Neptun und die hämischen Fische


Die Stadt Rom verzaubert und plätschert an allen Ecken und Plätzen – mithilfe ihrer Brunnen. Auf jedem Platz tröpfelt und fließt das Wasser aus Stein-Fischen, Löwen und wunderlichen Skulpturen. Sehr auffällig: Bei fast jedem Brunnen sind Fische dargestellt, die teilweise auch selbst Wasser speien – und all diese Gestalten der Meere sind in einer überzeichneten Bosheit dargestellt, mit verzerrten Mündern, die ein hämisches Lachen suggerieren.

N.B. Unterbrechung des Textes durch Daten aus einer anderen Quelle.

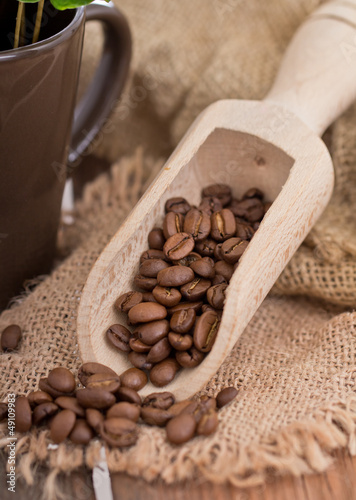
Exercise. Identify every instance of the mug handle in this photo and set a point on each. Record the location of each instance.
(110, 77)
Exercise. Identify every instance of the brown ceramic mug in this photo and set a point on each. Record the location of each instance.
(40, 128)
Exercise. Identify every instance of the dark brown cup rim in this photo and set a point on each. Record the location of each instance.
(48, 43)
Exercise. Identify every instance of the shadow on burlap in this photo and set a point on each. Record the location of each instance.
(294, 365)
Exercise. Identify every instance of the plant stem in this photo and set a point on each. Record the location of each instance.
(18, 25)
(36, 32)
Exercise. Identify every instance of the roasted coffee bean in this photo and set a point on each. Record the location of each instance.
(81, 433)
(128, 300)
(178, 205)
(181, 429)
(138, 346)
(220, 191)
(124, 410)
(172, 224)
(224, 269)
(119, 432)
(206, 247)
(145, 283)
(208, 423)
(180, 342)
(61, 379)
(95, 398)
(43, 411)
(167, 296)
(146, 312)
(178, 246)
(204, 267)
(155, 416)
(196, 306)
(94, 418)
(89, 369)
(150, 268)
(70, 403)
(133, 378)
(160, 400)
(164, 372)
(119, 337)
(10, 338)
(104, 381)
(225, 396)
(197, 223)
(195, 289)
(232, 249)
(210, 204)
(205, 331)
(182, 321)
(156, 238)
(223, 225)
(244, 231)
(39, 397)
(129, 395)
(62, 425)
(151, 333)
(175, 276)
(216, 296)
(190, 358)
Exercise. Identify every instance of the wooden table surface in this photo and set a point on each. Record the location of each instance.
(337, 483)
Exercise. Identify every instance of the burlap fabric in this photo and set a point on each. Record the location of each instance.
(294, 365)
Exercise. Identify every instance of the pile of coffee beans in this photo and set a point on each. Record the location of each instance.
(104, 406)
(182, 280)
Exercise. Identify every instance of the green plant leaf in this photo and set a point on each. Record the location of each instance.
(70, 4)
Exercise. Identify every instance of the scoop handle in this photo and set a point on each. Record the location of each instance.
(317, 77)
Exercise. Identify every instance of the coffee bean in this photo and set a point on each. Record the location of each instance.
(232, 249)
(182, 321)
(81, 433)
(104, 381)
(128, 300)
(119, 432)
(205, 331)
(197, 223)
(119, 337)
(178, 246)
(175, 276)
(160, 400)
(167, 296)
(95, 398)
(204, 267)
(156, 238)
(43, 411)
(89, 369)
(151, 333)
(178, 205)
(195, 289)
(220, 191)
(225, 396)
(134, 379)
(129, 395)
(160, 351)
(190, 358)
(216, 296)
(124, 410)
(181, 429)
(223, 225)
(180, 342)
(62, 425)
(10, 338)
(164, 372)
(172, 224)
(150, 268)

Über allen Figuren thront meistens Neptun, der römische Gott des Wassers. Auch beim Trevi-Brunnen, dem populärsten und mit 26 Meter Höhe und rund 50 Meter Breite der größte Brunnen Roms – so nebenbei einer der bekanntesten Brunnen der Welt. So lauschig wie in alten Filmen ist es am Platz davor jedoch nicht: Zu jeder Tages- und Nachtzeit tummeln sich tausende Touristen auf dem Platz – mit Fotoapparat, Handy und iPad in der Hand, immer im Anschlag, um jeden Moment vor dem Brunnen festzuhalten. Tausende Fotos entstehen hier jeden Moment – und doch vergessen die Touristen auf den ganz genau richtigen Moment – jenen in dem man innehält, die Kamera einpackt und sich das Kunstwerk dieses Brunnens ansieht, sich zurücklehnt und den Moment nur mehr in Gedanken festhält, ganz ohne Jagd auf das künstliche Festhalten dieses Moments.